CS739 Spring 2008: Project 2 -- Improved HadoopSort

Due: Monday, May 12
Work with: A partner
Make: Lots of graphs

Updates: None (yet).

Overview: In this assignment, you will be building on your previous external (disk-to-disk) sample sort. The project is broken down into four basic steps, for your viewing pleasure.

Step 1: Compile Hadoop. This is supposed to be the easy step. Make sure that you can (trivially) modify hadoop, compile it, and run your new version.

Step 2: Re-Run the "default" Hadoop sort on both uniform and non-uniform distributions of keys. Make sure that you configure the partition function so that the final output really is sorted across all involved machines; that is, the partition should be performed on the high-order bits of the key. Specifically, if you have R reducers, then you should use the top log_2 R bits to partition. You should run all of your experiments on 8 machines. What kind of performance do you get? One way to get better performance on the non-uniform distributions is to use more reducers. Make some graphs, varying the number of reducers. Does this help?

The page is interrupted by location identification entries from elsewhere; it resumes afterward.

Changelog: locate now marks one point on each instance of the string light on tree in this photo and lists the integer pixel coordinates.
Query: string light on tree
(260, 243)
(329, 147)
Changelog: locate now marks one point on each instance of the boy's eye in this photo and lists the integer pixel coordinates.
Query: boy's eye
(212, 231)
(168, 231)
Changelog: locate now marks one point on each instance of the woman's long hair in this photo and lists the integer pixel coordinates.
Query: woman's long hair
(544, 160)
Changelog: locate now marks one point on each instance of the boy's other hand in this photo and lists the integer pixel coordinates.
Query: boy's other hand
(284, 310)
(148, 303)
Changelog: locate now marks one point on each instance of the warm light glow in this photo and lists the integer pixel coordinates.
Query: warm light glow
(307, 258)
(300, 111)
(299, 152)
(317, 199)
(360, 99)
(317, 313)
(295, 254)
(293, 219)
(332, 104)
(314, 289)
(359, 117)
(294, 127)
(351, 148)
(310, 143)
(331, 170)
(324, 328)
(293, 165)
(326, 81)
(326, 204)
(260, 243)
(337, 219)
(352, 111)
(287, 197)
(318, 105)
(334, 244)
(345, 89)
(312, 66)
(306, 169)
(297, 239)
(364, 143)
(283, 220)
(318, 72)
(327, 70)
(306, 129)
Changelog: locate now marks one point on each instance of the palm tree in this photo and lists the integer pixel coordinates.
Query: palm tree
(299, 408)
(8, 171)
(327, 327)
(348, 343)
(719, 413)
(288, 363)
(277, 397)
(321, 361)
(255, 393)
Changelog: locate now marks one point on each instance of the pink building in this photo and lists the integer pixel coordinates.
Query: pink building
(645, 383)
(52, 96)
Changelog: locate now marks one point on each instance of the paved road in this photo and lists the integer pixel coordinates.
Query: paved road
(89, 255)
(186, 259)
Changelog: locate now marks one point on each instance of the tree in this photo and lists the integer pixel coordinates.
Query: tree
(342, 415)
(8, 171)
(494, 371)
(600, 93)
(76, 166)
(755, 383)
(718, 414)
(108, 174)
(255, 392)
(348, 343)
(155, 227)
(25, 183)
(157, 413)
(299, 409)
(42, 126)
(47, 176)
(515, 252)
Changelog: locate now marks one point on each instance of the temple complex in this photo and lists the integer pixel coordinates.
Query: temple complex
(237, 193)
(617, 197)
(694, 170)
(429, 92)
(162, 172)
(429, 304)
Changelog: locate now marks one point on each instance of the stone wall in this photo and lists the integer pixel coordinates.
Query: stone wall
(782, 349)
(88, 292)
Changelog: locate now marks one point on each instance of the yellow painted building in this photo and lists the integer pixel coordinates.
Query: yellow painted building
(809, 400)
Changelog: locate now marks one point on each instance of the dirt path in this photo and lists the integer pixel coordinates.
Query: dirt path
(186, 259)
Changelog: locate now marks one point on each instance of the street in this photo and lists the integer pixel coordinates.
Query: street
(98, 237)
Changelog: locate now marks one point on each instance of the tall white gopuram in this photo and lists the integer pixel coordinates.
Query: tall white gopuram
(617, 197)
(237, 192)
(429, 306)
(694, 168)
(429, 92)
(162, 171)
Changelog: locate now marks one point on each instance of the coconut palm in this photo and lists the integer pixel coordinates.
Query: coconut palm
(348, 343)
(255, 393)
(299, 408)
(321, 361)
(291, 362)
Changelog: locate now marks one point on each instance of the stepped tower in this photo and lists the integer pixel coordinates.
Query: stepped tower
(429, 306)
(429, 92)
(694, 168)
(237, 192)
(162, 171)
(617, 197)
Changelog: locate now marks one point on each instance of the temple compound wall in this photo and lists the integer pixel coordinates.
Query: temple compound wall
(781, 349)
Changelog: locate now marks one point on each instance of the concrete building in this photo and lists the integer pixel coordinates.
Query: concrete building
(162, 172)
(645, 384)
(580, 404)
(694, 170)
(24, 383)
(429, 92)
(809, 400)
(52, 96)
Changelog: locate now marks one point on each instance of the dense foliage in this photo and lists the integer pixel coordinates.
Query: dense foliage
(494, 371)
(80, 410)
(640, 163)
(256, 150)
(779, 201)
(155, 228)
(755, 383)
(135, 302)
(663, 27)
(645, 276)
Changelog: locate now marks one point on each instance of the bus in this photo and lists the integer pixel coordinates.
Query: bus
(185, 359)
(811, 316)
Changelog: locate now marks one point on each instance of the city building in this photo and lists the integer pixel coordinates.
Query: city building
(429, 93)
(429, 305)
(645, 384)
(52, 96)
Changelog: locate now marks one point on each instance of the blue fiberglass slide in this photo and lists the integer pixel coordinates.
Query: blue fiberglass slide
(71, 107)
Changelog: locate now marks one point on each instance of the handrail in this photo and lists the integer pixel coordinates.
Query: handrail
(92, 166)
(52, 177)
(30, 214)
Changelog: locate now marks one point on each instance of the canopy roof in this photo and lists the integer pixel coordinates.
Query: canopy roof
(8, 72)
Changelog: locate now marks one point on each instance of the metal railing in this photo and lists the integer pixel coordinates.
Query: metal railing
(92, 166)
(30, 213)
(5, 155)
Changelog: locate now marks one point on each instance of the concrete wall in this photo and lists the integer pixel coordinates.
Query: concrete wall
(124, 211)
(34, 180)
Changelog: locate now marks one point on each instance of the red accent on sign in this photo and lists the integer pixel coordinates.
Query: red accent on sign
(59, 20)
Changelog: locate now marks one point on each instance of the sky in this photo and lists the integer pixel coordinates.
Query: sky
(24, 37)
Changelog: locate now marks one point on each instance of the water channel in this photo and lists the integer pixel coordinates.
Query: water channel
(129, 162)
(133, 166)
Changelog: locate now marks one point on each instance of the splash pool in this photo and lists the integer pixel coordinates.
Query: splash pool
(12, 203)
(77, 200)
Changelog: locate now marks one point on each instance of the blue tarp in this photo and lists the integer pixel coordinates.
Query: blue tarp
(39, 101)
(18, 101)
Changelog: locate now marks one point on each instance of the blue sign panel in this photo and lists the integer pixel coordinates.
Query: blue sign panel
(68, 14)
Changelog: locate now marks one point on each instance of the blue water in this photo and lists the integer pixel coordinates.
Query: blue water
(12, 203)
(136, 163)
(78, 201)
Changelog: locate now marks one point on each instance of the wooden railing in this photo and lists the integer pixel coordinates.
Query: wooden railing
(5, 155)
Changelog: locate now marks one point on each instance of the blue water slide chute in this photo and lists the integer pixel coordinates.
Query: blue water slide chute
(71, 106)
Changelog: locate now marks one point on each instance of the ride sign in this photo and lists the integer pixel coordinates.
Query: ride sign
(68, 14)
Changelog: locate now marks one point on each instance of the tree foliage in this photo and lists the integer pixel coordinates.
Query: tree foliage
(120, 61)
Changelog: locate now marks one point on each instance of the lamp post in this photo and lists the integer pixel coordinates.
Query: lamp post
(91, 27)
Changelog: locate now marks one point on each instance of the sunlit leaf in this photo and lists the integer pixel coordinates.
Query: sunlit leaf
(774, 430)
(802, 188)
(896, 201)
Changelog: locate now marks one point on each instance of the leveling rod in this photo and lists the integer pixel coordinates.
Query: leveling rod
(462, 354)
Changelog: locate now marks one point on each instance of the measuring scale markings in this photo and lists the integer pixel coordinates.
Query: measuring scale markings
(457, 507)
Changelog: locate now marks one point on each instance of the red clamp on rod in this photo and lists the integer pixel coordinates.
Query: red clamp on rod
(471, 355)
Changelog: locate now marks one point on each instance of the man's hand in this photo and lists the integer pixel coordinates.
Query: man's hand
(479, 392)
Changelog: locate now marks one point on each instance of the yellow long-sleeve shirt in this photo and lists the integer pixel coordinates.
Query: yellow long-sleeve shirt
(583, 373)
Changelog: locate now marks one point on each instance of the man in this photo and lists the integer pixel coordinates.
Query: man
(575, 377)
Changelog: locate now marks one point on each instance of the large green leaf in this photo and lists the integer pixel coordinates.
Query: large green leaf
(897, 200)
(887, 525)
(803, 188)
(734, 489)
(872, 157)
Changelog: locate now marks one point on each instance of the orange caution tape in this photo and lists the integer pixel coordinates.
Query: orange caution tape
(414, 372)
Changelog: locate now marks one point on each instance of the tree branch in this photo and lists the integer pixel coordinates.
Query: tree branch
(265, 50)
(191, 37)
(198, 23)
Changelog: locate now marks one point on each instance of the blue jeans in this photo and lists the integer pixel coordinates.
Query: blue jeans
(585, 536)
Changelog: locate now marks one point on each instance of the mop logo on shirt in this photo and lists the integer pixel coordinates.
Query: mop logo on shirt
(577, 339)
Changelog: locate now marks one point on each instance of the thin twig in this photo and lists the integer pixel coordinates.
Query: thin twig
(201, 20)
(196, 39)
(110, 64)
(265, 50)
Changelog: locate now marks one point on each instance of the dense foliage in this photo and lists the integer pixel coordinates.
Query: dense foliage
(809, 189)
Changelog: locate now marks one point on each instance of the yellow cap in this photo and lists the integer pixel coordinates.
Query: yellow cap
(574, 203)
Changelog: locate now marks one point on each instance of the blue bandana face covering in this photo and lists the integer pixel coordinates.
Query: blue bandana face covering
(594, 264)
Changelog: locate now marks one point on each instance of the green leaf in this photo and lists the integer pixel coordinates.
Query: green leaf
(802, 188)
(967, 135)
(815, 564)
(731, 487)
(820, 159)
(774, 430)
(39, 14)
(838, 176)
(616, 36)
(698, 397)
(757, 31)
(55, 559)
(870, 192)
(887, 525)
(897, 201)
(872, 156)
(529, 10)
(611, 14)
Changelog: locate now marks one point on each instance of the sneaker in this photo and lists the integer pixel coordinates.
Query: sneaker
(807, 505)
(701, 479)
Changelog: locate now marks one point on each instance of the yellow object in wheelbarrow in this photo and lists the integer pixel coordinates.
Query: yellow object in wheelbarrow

Step 3: Improve Hadoop. The main idea of the project is to modify Hadoop to provide some support that will improve your sample sort. Possibilities include: a primitive for reading random records in a file instead of streaming through all records; distributed counters so that different mappers/reducers know how many samples have been taken thus far; infrastructure to reduce the start-up time for two sequential instances of map/reduce that use the same nodes and files. Any other ideas?

Step 4: Compare Show the time for the 3 versions of sorting: default (but correct) hadoop sort, your sample sort from the mini-project, and your improved sample sort. Run on 8 machines and pick interesting values of R. Make sure that you break down the time for your sample sorts to show the sample phase and the full sort phase separately.

Some details:

Final presentations will be similar to your mini-project presentations. You should prepare slides and expect to talk for about 15 minutes. Feel free to talk to me anytime before then!